Product Catalog

The kit is used for the rapid identification of class, subclass, and light-chain types of mouse monoclonal antibodies (immunoglobulins).

• Reliable: Yields comparable results to the standard ELISA assay
• Fast: 5 min from start to finish
• Easy: Only 3 steps
• Economical: No equipment or additional reagents required
• Highly specific: No crossreactivity with FBS

Assay time: 5 min
Sample material: Hybridoma supernatant, purified mouse monoclonal antibodies, ascites
Specificity: Anti-mouse antibodies, bound to the latex beads, will react with any mouse monoclonal antibody regardless of its isotype.
Goat anti-mouse antibodies, immobilized to the strip, specifically bind to each of the common mouse antibody isotypes (IgG₁, IgG_2a, IgG_2b, IgG₃, IgM, and IgA), and to the light chains.

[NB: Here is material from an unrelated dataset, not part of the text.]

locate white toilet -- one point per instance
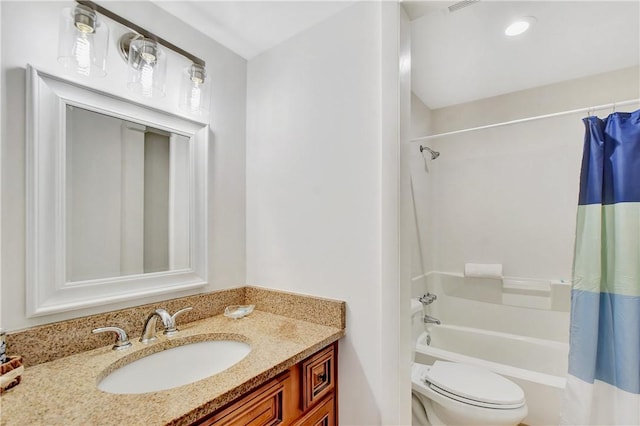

Early characterization of the isotype of a monoclonal antibody is important for a number of reasons. First, an isotype can determine the simplest method of purification. For example, IgG_2a and IgG_2b bind protein A, whereas IgG₁ monoclonals do not bind protein A very well under standard conditions. Second, some isotypes are better suited to certain immunological techniques than others. For example, IgG_2b antibodies are the best isotype for complement-mediated killing of in vitro cells carrying the epitope. Third, isotype characterization also reveals the structure of the antibody, which may make it undesirable in some applications. For example, IgM exists as a pentamer composed of five 180-kD subunits; therefore, IgM monoclonals are often too large for applications that require monomers. Fourth, an isotype determines the best method for preparing Fab fragments by proteolysis.

1. Development Tubes, contain lyophilized latex beads, precoated with anti-mouse-Ig antibodies
2. Isotyping Strips, precoated with subclass- and light-chain-specific anti-mouse-Ig antibodies

Isotype characterization with the IsoStrip Mouse Monoclonal Antibody Isotyping Kit is made simple by the kit’s two components. Each development tube supplied with the kit contains colored latex beads that bear anti-mouse kappa and anti-mouse lambda antibodies, which will react with any mouse monoclonal antibody regardless of its isotype. The isotyping strip bears immobilized bands of goat anti-mouse antibodies corresponding to each of the common mouse antibody isotypes (IgG₁, IgG_2a, IgG_2b, IgG₃, IgM, and IgA), and to the κ and λ light chains. Both sides of the strip also bear a positive-control band.
The diluted sample is added to the development tube, in which the mouse monoclonal antibody resuspends and forms a complex with the antibody-coated latex beads. When the isotyping strip is placed in the development tube, the complex flows up the strip (via capillary action) until it is bound by the immobilized goat anti-mouse antibody that is specific for the monoclonal’s isotype and light chain.

Figure 1: Test principle.

Figure 2: In the figure, mouse IgG₁, κ is shown. Cutting off the black area at the bottom of the strip is recommended for a permanent record.
Procedure:
1. An antibody-containing sample is pipetted into a development tube, and agitated so that the colored latex beads are completely resuspended.
2. An isotyping strip is placed in the tube.
3. Within 1 - 5 min, a blue band will appear in either the kappa or lambda section of the strip, as well as in one of the class or subclass sections, indicating the class or subclass and light-chain composition of the monoclonal antibody. These blue bands will intensify as the sample moves up the strip. The positive control bands on each side of the isotyping strip should also appear, indicating the antibody-coated latex beads are functional and have traveled up the strip. After 5 min, the results can be interpreted.